Anuncios, programas de producción propia, informativos y documentales de las tres épocas se constituyeron en el punto de partida como representación de cada momento. A partir de ahí se llevó a cabo la elaboración de una encuestas compuesta por 15 ítem o descriptores, valorada por alumnos/as de Máster y Doctorado de diferentes líneas de especialización.

Como resultado de la misma se elaboraron una serie de gráficos, que en la parte central de la investigación se muestra, en donde se estudió si ha existido un proceso de evolución reflejado en los medios audiovisuales, si los roles han evolucionado parejos al ámbito social y cuáles han sido los resultados más evidentes del potencial cambio de paradigma.

El marco jurídico de las tres épocas consideradas presenta una gran distancia entre ellas; en los años 60 la forma de Gobierno es una Dictadura y como tal constriñe gravemente los derechos y libertades de las mujeres, colocándolas legalmente, no sólo social y materialmente, como alguien incapaz y menor de edad a la que su marido debe tutelar, las mujeres no pueden hacer nada por sí mismas: ni contratar, ni solicitar un trabajo ni abrir una cuenta en el Banco. Se las educa para ser “una buena esposa y una mejor madre de familia” sin plantearse que puedan tener  aspiraciones propias más allá del cuidado de los niños/as y la realización de las tareas del hogar.

En este momento la mujer es considerada por el Derecho como alguien que es desigual de partida y sin posibilidades de realizar actividades autónomas a menos que sean autorizadas por un hombre, como se constata a continuación. Llama la atención, sin embargo, la equiparación de la mujer soltera o viuda al varón, sin embargo la casada debe estar sometida a lo que se denomina la unidad de dirección del matrimonio, que reside en el marido, necesitando, por tanto, la consiguiente licencia marital para que la casada actuara en los ámbitos laboral o profesional.

En España, la desigual posición entre hombres y mujeres en todas las esferas de la vida tanto pública como privada, a lo largo de gran parte de la historia del siglo XX, ha quedado palpablemente reflejada en el Ordenamiento Jurídico, especialmente en la normativa de índole penal y civil, [1] que ha legitimado la subordinación de la mujer al marido, y reforzado, en gran parte, prejuicios sociales que indirectamente alientan la violencia contra las mujeres.

Baste, como ejemplo, recordar algunos artículos del Código Civil español de 1889, vigente hasta la II República y restablecido en la España franquista por Ley de 12 de marzo de 1938, en el que se recogía: el marido debe proteger a la mujer y ésta obedecer al marido (art. 57), la mujer está obligada a seguir al marido donde quiera que fije su residencia (art.58), el marido es el administrador de los bienes de la sociedad conyugal (art. 59), el marido es el representante de su mujer y ésta no puede, sin su licencia, comparecer en juicio (art. 60), tampoco puede la mujer, sin licencia marital, adquirir bienes a título oneroso ni lucrativo, enajenar sus bienes, ni contraer obligaciones sino en los casos y con las limitaciones establecidas por la ley (art. 61), la mujer sólo puede adquirir sin permiso de su marido cosas de consumo ordinario de la familia.
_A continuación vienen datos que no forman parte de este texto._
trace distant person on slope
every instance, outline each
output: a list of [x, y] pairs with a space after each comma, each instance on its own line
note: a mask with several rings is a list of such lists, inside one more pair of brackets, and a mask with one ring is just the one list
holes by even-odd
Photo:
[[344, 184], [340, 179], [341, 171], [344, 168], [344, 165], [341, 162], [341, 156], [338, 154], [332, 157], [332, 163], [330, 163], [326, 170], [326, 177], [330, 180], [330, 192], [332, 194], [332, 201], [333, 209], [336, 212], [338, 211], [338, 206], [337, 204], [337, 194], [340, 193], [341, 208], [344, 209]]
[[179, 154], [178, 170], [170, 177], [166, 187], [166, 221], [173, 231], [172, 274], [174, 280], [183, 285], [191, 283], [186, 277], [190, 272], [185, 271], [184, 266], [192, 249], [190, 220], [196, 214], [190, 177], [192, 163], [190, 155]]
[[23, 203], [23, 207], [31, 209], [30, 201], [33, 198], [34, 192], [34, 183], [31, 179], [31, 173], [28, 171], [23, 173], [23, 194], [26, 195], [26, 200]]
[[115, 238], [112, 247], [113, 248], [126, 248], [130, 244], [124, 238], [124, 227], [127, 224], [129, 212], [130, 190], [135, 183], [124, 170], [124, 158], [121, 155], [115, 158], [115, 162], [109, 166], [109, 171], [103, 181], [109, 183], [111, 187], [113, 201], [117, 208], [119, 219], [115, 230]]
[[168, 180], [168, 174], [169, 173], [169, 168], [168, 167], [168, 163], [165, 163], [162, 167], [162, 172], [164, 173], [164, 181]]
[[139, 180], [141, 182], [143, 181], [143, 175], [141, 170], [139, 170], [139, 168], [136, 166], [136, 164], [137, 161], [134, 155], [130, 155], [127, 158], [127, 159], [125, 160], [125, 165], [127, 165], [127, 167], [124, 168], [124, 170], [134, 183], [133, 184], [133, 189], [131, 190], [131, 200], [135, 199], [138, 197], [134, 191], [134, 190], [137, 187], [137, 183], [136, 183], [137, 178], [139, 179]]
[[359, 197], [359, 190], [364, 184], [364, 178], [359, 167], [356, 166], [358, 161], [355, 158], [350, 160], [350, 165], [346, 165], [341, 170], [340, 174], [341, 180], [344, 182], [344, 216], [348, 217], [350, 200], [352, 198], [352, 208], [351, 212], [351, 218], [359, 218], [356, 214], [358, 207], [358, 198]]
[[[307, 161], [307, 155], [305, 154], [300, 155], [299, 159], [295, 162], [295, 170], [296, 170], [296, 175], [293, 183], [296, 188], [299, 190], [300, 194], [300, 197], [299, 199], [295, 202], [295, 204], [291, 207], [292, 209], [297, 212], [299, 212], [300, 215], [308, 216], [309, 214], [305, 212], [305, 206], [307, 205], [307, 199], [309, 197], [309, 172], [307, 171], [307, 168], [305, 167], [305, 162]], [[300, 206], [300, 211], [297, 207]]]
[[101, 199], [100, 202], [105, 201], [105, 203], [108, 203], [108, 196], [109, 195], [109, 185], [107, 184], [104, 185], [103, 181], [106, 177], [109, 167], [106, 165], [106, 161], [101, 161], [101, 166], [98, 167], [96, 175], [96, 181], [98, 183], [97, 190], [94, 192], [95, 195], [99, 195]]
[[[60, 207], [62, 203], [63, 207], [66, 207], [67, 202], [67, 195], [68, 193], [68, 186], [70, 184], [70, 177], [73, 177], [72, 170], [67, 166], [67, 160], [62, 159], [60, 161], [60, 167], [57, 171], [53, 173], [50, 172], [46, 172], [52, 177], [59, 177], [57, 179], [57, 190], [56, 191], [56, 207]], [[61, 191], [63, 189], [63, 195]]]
La compra de joyas, muebles y objetos preciosos necesitan ser convalidada por el marido (art. 62), la patria potestad la ejerce sólo el padre y en su defecto la madre (art. 154).
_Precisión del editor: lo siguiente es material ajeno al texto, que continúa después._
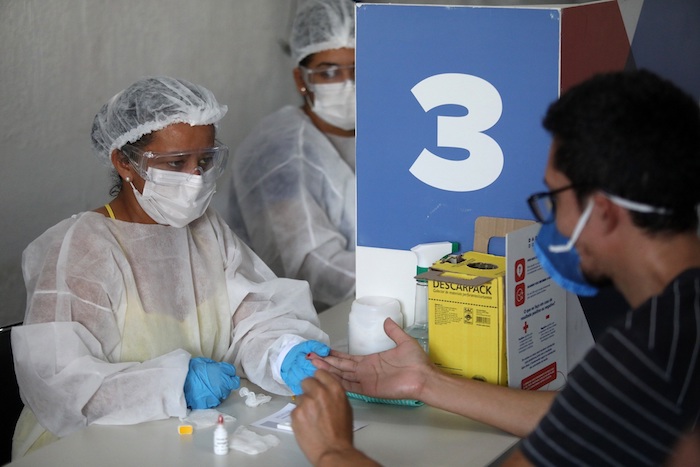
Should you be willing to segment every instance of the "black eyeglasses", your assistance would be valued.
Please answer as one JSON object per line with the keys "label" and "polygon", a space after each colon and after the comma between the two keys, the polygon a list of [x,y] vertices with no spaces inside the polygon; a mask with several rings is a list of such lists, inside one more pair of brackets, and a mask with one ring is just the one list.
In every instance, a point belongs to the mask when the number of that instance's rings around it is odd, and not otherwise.
{"label": "black eyeglasses", "polygon": [[535,216],[535,219],[537,219],[537,222],[541,222],[543,224],[554,222],[554,214],[557,210],[557,203],[554,201],[554,195],[572,188],[574,188],[573,184],[562,188],[557,188],[556,190],[543,191],[541,193],[531,195],[527,199],[527,204],[530,206],[530,210]]}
Un sometimiento tal de la esposa al marido no podía más que reducir a mínimos cualquier capacidad de resistencia a sus caprichos, o, a su hostilidad, alentaba la prevalencia del varón, apoyada en la sobrevaloración que le garantizaba o legitimaba el derecho de familia vigente en la época.

Otras disposiciones reforzaban esta situación, como la promulgada el 23 de agosto de 1938, para derogar la ley republicana de 1931, por la que se prohíbe la venta de anticonceptivos; y la  normativa del 24 de enero de 1941 que penaliza el aborto en todos los casos; o la Ley del 19 de julio de 1944, que ordenó la reforma del Código Penal republicano tipificando como delito el adulterio y el amancebamiento, sin admitir atenuantes para la infidelidad femenina, mientras que mostraba condescendencia con los varones coyunturalmente infieles o con los crímenes pasionales motivados por los celos del marido engañado.
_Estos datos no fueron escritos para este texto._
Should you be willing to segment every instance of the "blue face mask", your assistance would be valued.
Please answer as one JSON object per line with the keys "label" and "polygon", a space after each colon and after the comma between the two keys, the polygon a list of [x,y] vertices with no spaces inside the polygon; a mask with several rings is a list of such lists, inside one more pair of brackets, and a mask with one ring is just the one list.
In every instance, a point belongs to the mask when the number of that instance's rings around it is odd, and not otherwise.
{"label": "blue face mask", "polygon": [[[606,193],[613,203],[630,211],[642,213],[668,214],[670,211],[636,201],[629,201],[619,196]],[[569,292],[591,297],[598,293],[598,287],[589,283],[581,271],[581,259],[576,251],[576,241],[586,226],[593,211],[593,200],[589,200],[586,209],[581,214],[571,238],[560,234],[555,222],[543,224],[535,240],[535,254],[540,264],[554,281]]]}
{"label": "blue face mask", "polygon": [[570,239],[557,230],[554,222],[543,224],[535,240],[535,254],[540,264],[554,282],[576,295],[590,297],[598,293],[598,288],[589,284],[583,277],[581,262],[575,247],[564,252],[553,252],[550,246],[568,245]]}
La  imposibilidad de “rehacer” la vida amorosa fuera del matrimonio, su indisolubilidad y la situación de dependencia de la mujer respecto del marido, se prolonga a lo largo de toda la Dictadura, si bien con algunos retoques de menor cuantía, fruto de una modesta reforma del Código Civil en 1958.

El 29 de abril de 1975, se produce la modificación más sustancial del citado Código Civil, [2] ya que entre otras cosas, el marido dejó de ser el único “cabeza” de familia, permitiéndose a la esposa disponer de sus bienes, aceptar herencias, comparecer en juicio, contratar servicios bancarios y obtener el pasaporte sin necesidad de la “licencia marital”.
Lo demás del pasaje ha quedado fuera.